ECLI:NL:RBNNE:2013:5662
Rechtbank Noord-Nederland
- Wraking
- P. Molema
- M.W. de Jonge
- M.S. Schothorst
- Rechtspraak.nl
Wrakingsverzoek niet-ontvankelijk verklaard na beëindiging procedure
Op 19 september 2013 heeft de Rechtbank Noord-Nederland een beslissing genomen op een wrakingsverzoek van een verzoeker, dat was ingediend op 26 augustus 2013. Het verzoek strekte zich uit tot de wraking van de rechters in twee lopende civiele zaken, te weten 589919 CV EXPL 13-6621 en 587545 CV EXPL 13-5968, alsook van de rechters die eerdere wrakingsverzoeken van de verzoeker niet-ontvankelijk hadden verklaard. De rechtbank overwoog dat volgens artikel 36 van het Wetboek van Burgerlijke Rechtsvordering (Rv) een verzoek tot wraking moet worden ingediend voordat de behandeling van de zaak door het wijzen van een einduitspraak is geëindigd. Aangezien de procedures waarnaar de verzoeker verwees inmiddels waren beëindigd, was het wrakingsverzoek niet-ontvankelijk.

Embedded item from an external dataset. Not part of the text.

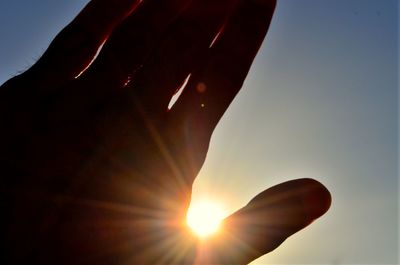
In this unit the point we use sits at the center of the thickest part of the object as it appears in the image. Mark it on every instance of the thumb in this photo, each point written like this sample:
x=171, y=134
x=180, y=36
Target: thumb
x=266, y=221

De rechtbank benadrukte dat een verzoek tot wraking in beginsel in elke stand van de procedure kan worden gedaan, maar dat dit verzoek niet kan worden ingediend nadat de einduitspraak is gedaan. De verzoeker had nagelaten de namen van de rechters in de genoemde procedures te vermelden en had ook geen redenen opgegeven voor zijn verzoek tot wraking. Dit leidde tot de conclusie dat het verzoek niet ontvankelijk was.

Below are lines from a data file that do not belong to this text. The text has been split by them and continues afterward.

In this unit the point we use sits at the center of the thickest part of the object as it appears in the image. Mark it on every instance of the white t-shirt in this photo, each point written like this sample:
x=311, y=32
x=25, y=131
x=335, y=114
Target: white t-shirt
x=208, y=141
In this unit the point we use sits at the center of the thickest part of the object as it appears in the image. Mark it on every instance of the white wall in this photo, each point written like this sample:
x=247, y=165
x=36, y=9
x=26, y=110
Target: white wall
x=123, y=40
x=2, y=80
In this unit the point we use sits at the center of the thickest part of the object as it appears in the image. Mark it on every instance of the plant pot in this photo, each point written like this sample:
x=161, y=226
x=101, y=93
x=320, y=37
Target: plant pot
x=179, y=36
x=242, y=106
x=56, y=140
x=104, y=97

De rechtbank besloot dat de procedures met nummers 589919 CV EXPL 13-6621 en 587545 CV EXPL 13-5968 voortgezet zouden worden in de stand waarin zij zich bevonden ten tijde van het indienen van het wrakingsverzoek. De beslissing werd openbaar uitgesproken in aanwezigheid van de griffier.